Specimens were processed as paraffin-embedded sections with a thickness of 5–7 μm and stained with hematoxylin, eosin, and Alcian blue. The areas of new bone formation were measured by computer tracing, as previously described (26). For immunohistochemical analysis, deparaffinized sections were blocked for endogenous peroxidase activity with 0.3% hydrogen peroxide in methanol for 20 minutes. Goat anti–SDF-1 polyclonal antibody (dilution 1:100) or control IgG antibody was applied and incubated for 30 minutes at room temperature. The reaction products were visualized using the Vectastain ABC Kit and the DAB Peroxidase Substrate Kit (both from Vector, Burlingame, CA), according to the manufacturer's instructions. Immunohistochemical detection of BrdU-labeled cells was performed using the Cell Proliferation Kit (Amersham), according to the manufacturer's instructions.

Statistical analysis.

Data are presented as the mean ± SD and were analyzed with Student's t-test. P values less than 0.05 were considered significant.

RESULTS

Up-regulated expression of SDF1 messenger RNA (mRNA) in the acute phase of live bone graft healing.

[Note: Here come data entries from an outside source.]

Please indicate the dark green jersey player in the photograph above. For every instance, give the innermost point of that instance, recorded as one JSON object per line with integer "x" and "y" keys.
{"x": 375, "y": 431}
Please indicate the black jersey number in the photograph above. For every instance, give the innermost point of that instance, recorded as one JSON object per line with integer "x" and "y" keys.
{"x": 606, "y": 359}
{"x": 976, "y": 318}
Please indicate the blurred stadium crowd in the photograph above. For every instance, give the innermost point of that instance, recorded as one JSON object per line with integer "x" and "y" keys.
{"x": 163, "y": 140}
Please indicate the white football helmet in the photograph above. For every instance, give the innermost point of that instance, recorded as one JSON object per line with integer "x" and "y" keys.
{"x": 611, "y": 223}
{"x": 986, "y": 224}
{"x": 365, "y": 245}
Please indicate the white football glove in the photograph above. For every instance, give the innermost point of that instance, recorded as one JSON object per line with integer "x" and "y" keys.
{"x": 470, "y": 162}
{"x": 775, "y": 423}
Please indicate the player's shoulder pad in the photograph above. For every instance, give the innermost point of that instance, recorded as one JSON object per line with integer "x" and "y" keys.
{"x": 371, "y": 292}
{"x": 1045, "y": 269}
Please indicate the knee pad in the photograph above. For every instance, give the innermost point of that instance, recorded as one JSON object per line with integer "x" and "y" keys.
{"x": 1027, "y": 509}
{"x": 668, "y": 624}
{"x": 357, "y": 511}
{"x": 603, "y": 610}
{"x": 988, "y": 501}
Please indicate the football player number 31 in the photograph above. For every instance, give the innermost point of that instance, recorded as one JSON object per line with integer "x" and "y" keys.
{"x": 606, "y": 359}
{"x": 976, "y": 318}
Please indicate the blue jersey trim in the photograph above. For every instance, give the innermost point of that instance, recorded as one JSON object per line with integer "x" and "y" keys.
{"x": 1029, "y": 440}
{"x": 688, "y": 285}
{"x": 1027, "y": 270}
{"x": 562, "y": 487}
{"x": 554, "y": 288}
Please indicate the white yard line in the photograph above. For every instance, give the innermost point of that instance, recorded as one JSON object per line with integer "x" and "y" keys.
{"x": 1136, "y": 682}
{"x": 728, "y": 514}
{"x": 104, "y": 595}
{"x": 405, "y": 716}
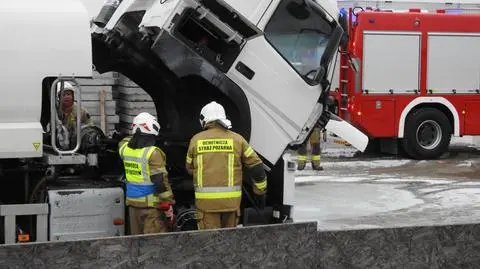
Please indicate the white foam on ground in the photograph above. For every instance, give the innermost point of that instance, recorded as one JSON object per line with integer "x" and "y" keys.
{"x": 367, "y": 164}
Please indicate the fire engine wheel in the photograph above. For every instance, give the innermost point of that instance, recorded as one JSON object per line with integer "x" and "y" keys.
{"x": 427, "y": 134}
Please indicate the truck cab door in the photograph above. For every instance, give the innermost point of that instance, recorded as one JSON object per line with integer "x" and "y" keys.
{"x": 276, "y": 70}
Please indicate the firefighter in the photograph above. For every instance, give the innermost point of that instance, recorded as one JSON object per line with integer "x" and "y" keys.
{"x": 67, "y": 117}
{"x": 149, "y": 196}
{"x": 68, "y": 111}
{"x": 314, "y": 142}
{"x": 215, "y": 158}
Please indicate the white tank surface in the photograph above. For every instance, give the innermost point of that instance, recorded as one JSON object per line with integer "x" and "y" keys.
{"x": 86, "y": 213}
{"x": 40, "y": 39}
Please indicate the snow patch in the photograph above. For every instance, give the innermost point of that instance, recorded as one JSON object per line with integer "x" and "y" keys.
{"x": 465, "y": 164}
{"x": 412, "y": 180}
{"x": 456, "y": 198}
{"x": 368, "y": 164}
{"x": 313, "y": 179}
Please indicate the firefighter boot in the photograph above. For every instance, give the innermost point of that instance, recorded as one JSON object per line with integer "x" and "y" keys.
{"x": 316, "y": 157}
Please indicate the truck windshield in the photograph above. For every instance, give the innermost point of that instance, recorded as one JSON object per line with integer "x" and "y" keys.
{"x": 300, "y": 35}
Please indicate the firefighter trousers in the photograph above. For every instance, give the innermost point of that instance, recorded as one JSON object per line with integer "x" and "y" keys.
{"x": 217, "y": 220}
{"x": 146, "y": 221}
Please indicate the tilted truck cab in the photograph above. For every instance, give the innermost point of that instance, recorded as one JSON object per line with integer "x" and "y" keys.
{"x": 265, "y": 61}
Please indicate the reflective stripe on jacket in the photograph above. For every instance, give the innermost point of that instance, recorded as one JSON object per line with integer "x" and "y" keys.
{"x": 216, "y": 157}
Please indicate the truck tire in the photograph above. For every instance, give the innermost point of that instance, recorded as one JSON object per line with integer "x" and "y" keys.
{"x": 427, "y": 134}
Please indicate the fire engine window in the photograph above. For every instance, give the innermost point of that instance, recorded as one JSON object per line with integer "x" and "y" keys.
{"x": 299, "y": 35}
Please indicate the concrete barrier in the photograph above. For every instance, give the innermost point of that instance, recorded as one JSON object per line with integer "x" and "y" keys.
{"x": 290, "y": 246}
{"x": 450, "y": 247}
{"x": 277, "y": 246}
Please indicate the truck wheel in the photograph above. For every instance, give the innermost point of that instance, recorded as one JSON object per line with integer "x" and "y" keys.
{"x": 427, "y": 134}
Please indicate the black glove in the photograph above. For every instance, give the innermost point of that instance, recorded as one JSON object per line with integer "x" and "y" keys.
{"x": 261, "y": 200}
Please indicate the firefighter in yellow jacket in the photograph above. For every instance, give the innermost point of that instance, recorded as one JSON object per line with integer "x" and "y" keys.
{"x": 149, "y": 196}
{"x": 216, "y": 157}
{"x": 314, "y": 142}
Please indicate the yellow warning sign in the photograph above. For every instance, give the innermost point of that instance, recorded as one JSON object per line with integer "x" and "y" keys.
{"x": 36, "y": 145}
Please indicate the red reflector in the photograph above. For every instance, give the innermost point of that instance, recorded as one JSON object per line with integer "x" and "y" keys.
{"x": 118, "y": 221}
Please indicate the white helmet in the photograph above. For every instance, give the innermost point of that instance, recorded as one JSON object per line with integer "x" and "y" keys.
{"x": 214, "y": 112}
{"x": 67, "y": 86}
{"x": 146, "y": 123}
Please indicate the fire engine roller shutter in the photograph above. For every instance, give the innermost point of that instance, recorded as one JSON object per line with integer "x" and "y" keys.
{"x": 378, "y": 117}
{"x": 391, "y": 62}
{"x": 472, "y": 126}
{"x": 453, "y": 63}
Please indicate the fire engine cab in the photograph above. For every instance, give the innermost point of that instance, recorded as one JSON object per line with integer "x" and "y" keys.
{"x": 411, "y": 78}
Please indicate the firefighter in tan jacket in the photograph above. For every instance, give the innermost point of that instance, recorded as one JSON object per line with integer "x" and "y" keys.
{"x": 215, "y": 158}
{"x": 149, "y": 195}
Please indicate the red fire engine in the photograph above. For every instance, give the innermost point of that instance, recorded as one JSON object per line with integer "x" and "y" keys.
{"x": 412, "y": 78}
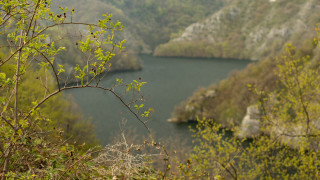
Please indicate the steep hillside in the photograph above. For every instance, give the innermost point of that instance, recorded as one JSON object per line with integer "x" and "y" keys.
{"x": 248, "y": 29}
{"x": 155, "y": 22}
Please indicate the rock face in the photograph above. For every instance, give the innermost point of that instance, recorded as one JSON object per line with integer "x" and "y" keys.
{"x": 248, "y": 29}
{"x": 250, "y": 126}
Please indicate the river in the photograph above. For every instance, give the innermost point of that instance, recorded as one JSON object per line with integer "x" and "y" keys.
{"x": 169, "y": 81}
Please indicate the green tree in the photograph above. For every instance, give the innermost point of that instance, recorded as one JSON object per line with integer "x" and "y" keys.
{"x": 288, "y": 147}
{"x": 30, "y": 145}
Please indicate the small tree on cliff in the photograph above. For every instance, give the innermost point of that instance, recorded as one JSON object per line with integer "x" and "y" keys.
{"x": 288, "y": 147}
{"x": 29, "y": 146}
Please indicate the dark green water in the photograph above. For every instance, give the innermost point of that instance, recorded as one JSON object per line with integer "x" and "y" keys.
{"x": 170, "y": 81}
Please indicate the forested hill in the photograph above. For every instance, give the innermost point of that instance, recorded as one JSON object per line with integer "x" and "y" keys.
{"x": 148, "y": 23}
{"x": 248, "y": 29}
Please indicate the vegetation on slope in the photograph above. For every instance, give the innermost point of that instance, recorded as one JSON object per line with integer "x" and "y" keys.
{"x": 247, "y": 30}
{"x": 226, "y": 102}
{"x": 155, "y": 22}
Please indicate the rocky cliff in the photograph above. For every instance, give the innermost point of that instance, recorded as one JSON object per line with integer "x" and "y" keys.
{"x": 248, "y": 29}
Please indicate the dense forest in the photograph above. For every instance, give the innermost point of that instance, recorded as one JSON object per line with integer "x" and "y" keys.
{"x": 259, "y": 123}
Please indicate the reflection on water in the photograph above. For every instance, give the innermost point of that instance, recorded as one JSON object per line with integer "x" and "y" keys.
{"x": 170, "y": 81}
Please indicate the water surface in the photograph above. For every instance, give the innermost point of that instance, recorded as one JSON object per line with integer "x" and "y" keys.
{"x": 169, "y": 81}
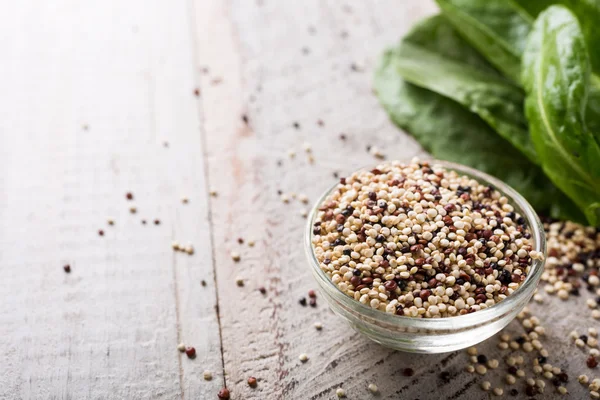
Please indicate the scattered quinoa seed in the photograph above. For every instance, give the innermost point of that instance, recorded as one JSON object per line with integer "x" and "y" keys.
{"x": 189, "y": 249}
{"x": 223, "y": 394}
{"x": 190, "y": 352}
{"x": 252, "y": 382}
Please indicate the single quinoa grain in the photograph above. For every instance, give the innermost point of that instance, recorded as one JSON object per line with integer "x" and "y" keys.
{"x": 223, "y": 394}
{"x": 422, "y": 241}
{"x": 190, "y": 352}
{"x": 373, "y": 388}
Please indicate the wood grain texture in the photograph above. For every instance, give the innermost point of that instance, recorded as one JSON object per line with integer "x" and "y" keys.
{"x": 109, "y": 329}
{"x": 91, "y": 93}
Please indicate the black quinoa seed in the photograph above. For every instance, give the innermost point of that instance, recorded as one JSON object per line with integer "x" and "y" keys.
{"x": 542, "y": 360}
{"x": 563, "y": 377}
{"x": 445, "y": 376}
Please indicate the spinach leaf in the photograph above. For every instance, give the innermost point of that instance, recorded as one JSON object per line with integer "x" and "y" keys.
{"x": 498, "y": 29}
{"x": 450, "y": 132}
{"x": 588, "y": 14}
{"x": 556, "y": 71}
{"x": 494, "y": 99}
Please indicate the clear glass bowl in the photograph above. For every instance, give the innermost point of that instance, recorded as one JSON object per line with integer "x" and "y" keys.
{"x": 435, "y": 335}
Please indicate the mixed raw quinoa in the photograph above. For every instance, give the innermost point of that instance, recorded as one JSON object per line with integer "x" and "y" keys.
{"x": 420, "y": 240}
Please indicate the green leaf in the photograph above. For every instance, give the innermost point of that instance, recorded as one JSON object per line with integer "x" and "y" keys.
{"x": 450, "y": 132}
{"x": 588, "y": 14}
{"x": 498, "y": 29}
{"x": 493, "y": 98}
{"x": 556, "y": 72}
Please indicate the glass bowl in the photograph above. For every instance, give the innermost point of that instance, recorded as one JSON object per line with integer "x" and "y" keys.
{"x": 435, "y": 335}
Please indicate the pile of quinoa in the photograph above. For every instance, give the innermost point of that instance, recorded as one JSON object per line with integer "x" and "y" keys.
{"x": 421, "y": 241}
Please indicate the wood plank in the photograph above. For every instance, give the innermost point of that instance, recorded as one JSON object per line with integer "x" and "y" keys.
{"x": 109, "y": 329}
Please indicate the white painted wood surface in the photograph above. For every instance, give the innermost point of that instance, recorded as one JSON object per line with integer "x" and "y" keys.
{"x": 91, "y": 91}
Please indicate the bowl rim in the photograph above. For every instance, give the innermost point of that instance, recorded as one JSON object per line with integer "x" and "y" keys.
{"x": 457, "y": 322}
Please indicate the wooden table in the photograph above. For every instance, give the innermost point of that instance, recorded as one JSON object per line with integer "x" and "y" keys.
{"x": 148, "y": 97}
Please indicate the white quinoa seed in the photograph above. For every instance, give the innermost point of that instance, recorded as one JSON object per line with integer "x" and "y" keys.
{"x": 189, "y": 249}
{"x": 364, "y": 227}
{"x": 373, "y": 388}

To investigate the involvement of SDF-1 in the acute phase of skeletal repair, we used mouse segmental live and dead bone graft models (26). Histologic analysis showed that the area of new bone formation was significantly reduced around the dead bone graft compared with the live graft on days 7, 14, and 28, by 68%, 73%, and 83%, respectively (additional information available from the corresponding author). Radiologic analysis showed sufficient callus formation around the live graft, but few calluses formed around the dead allograft (data not shown). Next, total RNA was extracted from live and dead bone grafts on days 0, 0.5, 1, 2, and 3 (n = 4 for each time point), and the expression levels of SDF1 and CXCR4 mRNA were analyzed by quantitative PCR. SDF1 mRNA expression increased by 3.0-fold in the live bone grafts on day 2 when compared with day 0 (P < 0.05) and was 3.1-fold higher than that in the dead grafts at the same time point (P < 0.05). Expression further increased by 4.1-fold on day 3, although the increase had no statistical significance (P = 0.090). In contrast, no significant increase in SDF1 mRNA expression was identified in the dead graft model (Figure 1A). CXCR4 mRNA levels during live and dead graft healing were similar at all time points (data not shown). These results indicate the involvement of SDF-1 in the acute phase of endochondral bone healing.

Figure 1.

Expression pattern of stromal cell–derived factor 1 (SDF-1) in a live graft bone during the acute phase of endochondral bone healing. A, Time course of SDF1 mRNA expression in live and dead bone graft models, as analyzed by real-time quantitative polymerase chain reaction (PCR) (n = 4 at each time point). Expression levels are the fold index versus the day 0 level in each model. Values are the mean and SEM results from triplicate real-time PCR analyses. ∗ = P < 0.05. B, Immunohistochemical staining for SDF-1. Bottom panels show higher-magnification views of the boxed areas in the top panel. Arrowheads indicate the periosteum of the live graft (left) and the host bone (right) of the same section on day 2 after the live graft surgery. Bar in top panel = 500 μm; bar in bottom panel = 200 μm. C, Expression of SDF1 and CXCR4 mRNA in the periosteum and the liver. Results are representative of 3 independent experiments.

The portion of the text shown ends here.